Today’s best games capitalize on the nature of online technology. Let’s take Farmville—which I personally still do not find any appeal in, but will acknowledge its unusual popularity. Farmville’s beauty is that it functions as a Facebook game. People habitually check their Facebook consistently throughout the day, at the same pace that they could keep up their farm. The pace of the game corresponds with the already-established routine of Facebook. Had this game been on a CD-Rom 10 years ago, I reckon it would not have attracted the same audience in such great numbers. The game’s success is dependent on how well its rules fit into the already established nature of its platform.

 

Games can also capitalize on the benefits that drive us to social platforms. The result is a game that combines the benefits of games with the benefits of social networking.
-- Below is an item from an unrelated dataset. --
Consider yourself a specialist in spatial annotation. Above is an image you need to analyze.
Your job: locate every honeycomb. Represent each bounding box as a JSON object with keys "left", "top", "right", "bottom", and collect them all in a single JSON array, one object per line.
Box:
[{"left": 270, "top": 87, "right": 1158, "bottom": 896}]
Foursquare plays into the powerful urge we have to share and project information about ourselves online. Creating a digital representation of yourself is an obvious key to the success of online social platforms. Foursquare offers two incentives that interact with each other: the incentive to compete and the incentive to share what you’re doing (without annoyingly posting statuses or Tweeting about each place you go to, which oddly people still do). The game is a co-mingling of the benefits of gaming with the benefits of technology (i.e. location-based technology) and of social networking (the lovechild of online technology).

 

For decades, games have offered an altered state of reality where we concentrate on a short-term goal and are motivated by competition. This altered state has offered us enjoyable ways to learn, socialize, and relax. With new technology and social platforms, we have new ways to game. This can only lead to better ways of gaming to learn, socialize, and relax. However, saturation is inevitable and only the best games will survive—those that understand and take advantage of the nature and benefits of new technology.